O levantamento atribuído à Infrawatch mapeou ao menos 94 localizações físicas de fazendas compostas por smartphones reais e modems 4G e 5G conectados diretamente a operadoras.
Em vez de usar infraestrutura convencional de data center, a operação oferece conectividade móvel real como serviço, com apelo para fraude, evasão de identidade e automação em larga escala.
Segundo a apuração, a ProxySmart funciona como camada de controle compartilhada para a maioria das operações encontradas. O sistema oferece gerenciamento de dispositivos, rotação automática de IP, provisionamento de clientes, aplicação de planos e mecanismos para contornar barreiras usadas por plataformas antifraude.

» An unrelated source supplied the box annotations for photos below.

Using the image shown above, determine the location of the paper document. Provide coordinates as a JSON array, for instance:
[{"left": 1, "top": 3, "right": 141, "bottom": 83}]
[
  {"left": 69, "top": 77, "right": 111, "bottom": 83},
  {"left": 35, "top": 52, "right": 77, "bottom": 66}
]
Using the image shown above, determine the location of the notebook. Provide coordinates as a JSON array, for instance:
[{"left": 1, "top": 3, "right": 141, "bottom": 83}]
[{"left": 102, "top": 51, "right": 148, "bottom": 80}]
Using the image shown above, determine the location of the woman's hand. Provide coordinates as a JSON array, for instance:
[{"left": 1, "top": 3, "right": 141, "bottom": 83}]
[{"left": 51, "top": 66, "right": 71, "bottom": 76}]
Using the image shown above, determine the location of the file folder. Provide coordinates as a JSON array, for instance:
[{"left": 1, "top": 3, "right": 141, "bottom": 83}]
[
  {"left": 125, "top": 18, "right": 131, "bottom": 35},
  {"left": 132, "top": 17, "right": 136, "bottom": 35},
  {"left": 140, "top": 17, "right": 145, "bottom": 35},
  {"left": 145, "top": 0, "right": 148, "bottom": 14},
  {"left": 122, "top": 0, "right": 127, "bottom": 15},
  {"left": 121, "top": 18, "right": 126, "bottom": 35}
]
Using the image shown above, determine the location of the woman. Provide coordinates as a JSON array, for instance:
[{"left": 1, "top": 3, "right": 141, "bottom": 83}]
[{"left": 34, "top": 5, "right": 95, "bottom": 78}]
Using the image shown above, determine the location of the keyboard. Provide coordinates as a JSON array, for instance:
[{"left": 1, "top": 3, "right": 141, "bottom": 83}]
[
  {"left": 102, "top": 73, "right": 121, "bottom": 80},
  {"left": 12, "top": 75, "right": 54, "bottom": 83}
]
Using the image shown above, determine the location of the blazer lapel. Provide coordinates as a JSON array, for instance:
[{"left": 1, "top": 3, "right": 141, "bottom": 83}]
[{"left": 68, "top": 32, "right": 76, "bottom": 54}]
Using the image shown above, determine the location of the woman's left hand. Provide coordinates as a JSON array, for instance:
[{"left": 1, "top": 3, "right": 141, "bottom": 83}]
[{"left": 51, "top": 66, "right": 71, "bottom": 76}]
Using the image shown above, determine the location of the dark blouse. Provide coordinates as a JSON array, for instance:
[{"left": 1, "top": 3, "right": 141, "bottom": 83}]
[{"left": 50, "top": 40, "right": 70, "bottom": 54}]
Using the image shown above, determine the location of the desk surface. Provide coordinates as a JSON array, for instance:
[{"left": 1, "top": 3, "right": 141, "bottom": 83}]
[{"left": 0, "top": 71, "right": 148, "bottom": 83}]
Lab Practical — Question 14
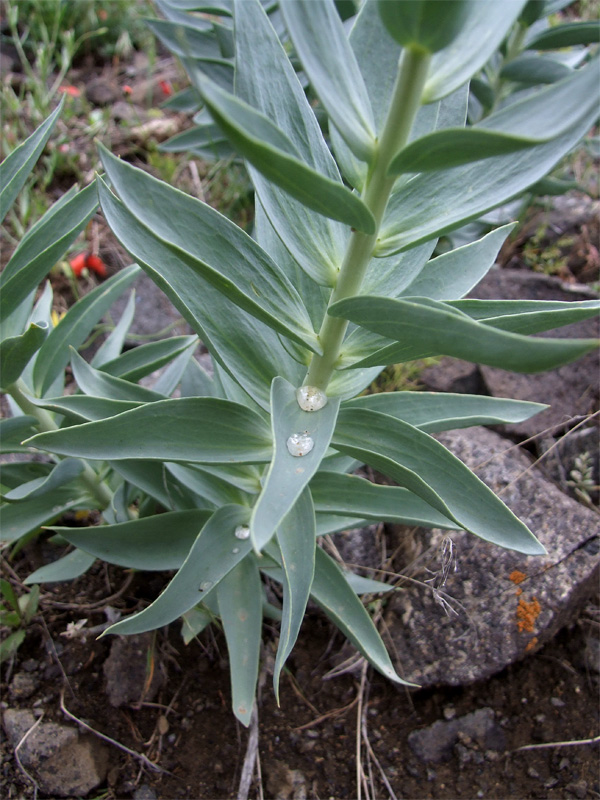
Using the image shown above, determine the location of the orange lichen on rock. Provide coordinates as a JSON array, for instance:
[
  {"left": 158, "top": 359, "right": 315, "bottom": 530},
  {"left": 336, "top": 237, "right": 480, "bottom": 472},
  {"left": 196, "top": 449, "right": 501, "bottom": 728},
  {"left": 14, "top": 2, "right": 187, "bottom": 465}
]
[{"left": 517, "top": 597, "right": 542, "bottom": 633}]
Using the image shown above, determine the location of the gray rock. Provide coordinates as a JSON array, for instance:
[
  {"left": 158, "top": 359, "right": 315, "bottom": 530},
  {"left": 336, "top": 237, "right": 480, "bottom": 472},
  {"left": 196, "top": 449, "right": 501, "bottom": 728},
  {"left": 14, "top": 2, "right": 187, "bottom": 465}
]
[
  {"left": 3, "top": 709, "right": 108, "bottom": 797},
  {"left": 386, "top": 428, "right": 600, "bottom": 686},
  {"left": 408, "top": 708, "right": 506, "bottom": 764}
]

Um dos pontos mais sensíveis é o suporte a spoofing de impressão digital do sistema operacional, permitindo simular assinaturas de macOS, iOS, Windows ou Android.
Com isso, operadores conseguem dificultar a identificação por mecanismos baseados em fingerprinting e ampliar a capacidade de misturar tráfego malicioso com atividade legítima.
Entre os usos observados estão criação de contas falsas, manipulação em redes sociais, botting, fraude de pagamento e abuso de códigos SMS para tomada de contas.
A investigação também apontou oferta de acesso a conectividade móvel de operadoras de vários países com exigência limitada, ou inexistente, de verificação de identidade dos clientes.